Janet Sanz, teniente de alcalde de urbanismo, va a tener que presentarse el próximo día 15 en el juzgado para dar algunas explicaciones con respecto a su gestión de la casa Buenos Aires, un antiguo hotel de Vallvidrera que el Ayuntamiento compró después de permitir su okupación y denegar su venta a una empresa que pretendía derribarla y levantar un nuevo hotel. Se la acusa de prevaricación, omisión de la obligación de perseguir delitos y obstrucción a la justicia, pero supongo que ella lo negará todo e incluso se las apañará para presentarse como una víctima del capitalismo insaciable e insostenible o, directamente, del fascismo que nos amenaza constantemente y que en esta ocasión representa un fondo de inversiones que atiende por London Private Company.
Vaya por delante que mi simpatía por los fondos de inversiones es escasa, por no decir nula, pero la señora Sanz debería haberse despertado antes para poner coto a sus ambiciones inmobiliarias. Para ello, hubo que sacarse de la manga una norma posterior a la venta del inmueble que a los de London le olía a cuerno quemado: de ahí la querella. La manía que la administración Colau tiene a los hoteles solo es comparable a la que experimenta con los coches: en cuanto pueden prohibir que se construya un hotel, lo prohíben ipso facto, aunque luego el edificio acabe albergando apartamentos de súper lujo para ricachones internacionales, como ha ocurrido con el Deutsche Bank de la Diagonal con Paseo de Gracia. Hoteles, caca. Coches, caca. Con estos sencillos mantras, Ada y sus secuaces van tirando, apoyados en ese fabuloso “urbanismo táctico” que está embelleciendo la ciudad de una manera que no se recordaba desde los días de esplendor de Josep Lluís Núñez como constructor.
Pero volvamos a la casa Buenos Aires. Teniendo en cuenta que se trata de un edificio de finales del XIX, puede que la idea del fondo de inversiones –echarlo abajo y construir una obra nueva– no fuese la más adecuada. Pero, permitir la ocupación de la casa por una pandilla de antisistemas tampoco se me antoja muy brillante, dada la tendencia de esa gente a dejar los sitios que invaden en peor estado de como los encontraron. Los okupas en cuestión montaban unas farras del copón, que obligaban a los vecinos a llamar a la policía cada dos por tres, aunque nunca se detenía ni identificaba a nadie (¿siguiendo instrucciones de nuestro benéfico Ayuntamiento, tal vez?). Ante las diferentes maneras de destruir patrimonio que mostraban los okupas y los del fondo de inversión, lo mejor habría sido que el Ayuntamiento se hiciera con el edificio pagándolo con dinero público y lo convirtiera –como estaba previsto– en apartamentos asequibles, conservando la fachada y la estructura básica del viejo hotel Buenos Aires.

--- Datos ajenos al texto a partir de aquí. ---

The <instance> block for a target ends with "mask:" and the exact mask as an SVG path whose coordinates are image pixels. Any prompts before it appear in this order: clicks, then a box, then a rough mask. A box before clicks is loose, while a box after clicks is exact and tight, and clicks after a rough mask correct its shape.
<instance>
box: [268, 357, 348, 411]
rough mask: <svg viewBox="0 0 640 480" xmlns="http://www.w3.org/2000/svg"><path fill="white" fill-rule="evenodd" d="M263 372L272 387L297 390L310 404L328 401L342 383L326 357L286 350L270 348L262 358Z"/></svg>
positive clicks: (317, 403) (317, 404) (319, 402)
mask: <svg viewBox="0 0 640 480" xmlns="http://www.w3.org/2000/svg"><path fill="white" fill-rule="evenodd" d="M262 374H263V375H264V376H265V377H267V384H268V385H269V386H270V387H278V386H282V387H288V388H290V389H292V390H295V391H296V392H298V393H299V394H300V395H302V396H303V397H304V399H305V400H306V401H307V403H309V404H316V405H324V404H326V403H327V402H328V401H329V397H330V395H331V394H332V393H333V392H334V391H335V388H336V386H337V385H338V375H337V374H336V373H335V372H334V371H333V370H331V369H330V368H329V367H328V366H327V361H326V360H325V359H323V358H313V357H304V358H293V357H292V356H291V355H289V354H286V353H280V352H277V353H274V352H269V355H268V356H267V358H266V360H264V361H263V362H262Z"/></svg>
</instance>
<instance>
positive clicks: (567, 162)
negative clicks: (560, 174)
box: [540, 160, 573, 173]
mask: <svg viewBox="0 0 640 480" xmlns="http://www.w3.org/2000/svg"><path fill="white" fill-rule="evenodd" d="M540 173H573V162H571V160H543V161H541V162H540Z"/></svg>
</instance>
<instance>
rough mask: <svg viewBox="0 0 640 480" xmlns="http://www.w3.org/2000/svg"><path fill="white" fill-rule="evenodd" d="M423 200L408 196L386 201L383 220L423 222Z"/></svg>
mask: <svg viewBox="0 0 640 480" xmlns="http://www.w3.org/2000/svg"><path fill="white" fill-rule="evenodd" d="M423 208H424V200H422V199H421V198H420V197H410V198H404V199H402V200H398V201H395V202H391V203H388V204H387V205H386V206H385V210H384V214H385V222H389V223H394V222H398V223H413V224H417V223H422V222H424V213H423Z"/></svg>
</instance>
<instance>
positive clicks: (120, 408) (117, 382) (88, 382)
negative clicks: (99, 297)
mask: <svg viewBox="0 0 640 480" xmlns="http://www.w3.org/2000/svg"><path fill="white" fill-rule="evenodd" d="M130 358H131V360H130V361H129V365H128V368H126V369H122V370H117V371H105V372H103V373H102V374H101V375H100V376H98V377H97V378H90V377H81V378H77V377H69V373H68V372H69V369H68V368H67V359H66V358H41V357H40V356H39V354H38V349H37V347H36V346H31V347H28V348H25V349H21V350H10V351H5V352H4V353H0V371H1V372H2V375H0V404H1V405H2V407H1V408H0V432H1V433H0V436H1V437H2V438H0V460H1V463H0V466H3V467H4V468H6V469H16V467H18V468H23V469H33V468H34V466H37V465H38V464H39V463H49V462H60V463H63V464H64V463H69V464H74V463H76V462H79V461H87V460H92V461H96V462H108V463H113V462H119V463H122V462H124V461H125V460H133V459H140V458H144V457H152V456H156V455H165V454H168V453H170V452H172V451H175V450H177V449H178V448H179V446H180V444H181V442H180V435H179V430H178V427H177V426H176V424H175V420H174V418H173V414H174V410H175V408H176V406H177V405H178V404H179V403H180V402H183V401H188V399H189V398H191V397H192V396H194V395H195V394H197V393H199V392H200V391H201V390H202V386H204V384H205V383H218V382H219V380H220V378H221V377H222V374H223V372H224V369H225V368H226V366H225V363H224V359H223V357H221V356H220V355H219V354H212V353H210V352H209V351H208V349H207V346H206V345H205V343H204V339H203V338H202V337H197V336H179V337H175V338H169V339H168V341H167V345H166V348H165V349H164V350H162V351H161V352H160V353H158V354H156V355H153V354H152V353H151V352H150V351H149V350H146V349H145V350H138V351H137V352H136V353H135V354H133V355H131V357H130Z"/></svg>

Pero los problemas llegaron porque se hizo todo a la manera de los comunes. Es decir, a lo bestia y de forma desordenada, prepotente y sobrada, que para algo son los inventores del “urbanismo táctico” y de las superillas. Al capitalista se lo trata a patadas, aunque tenga un contrato de compra firmado que nunca debería haberse firmado. Al okupa, con guante de seda, sin molestarse en comprobar los desperfectos que puedan haber causado a un edificio teóricamente singular. El capitalista se rebota y ya estamos todos en los juzgados, algo que podría haberse evitado si la señora Sanz hubiese actuado de otra manera.
Pero me temo que eso es pedir peras al olmo, pues los comunes son como son. La lista de irregularidades de la banda es larga: colocación de seres queridos en cargos a cuenta del erario público, subvenciones constantes a ONG dirigidas por gente del partido (véase la guarida de Caspe, 43), ascensos a acosadores sexuales de Parques y Jardines una vez pasado el tiempo del supuesto castigo… En ese orden de cosas, hay que reconocer que lo de la señora Sanz con la casa Buenos Aires no pasa de mera chapucilla.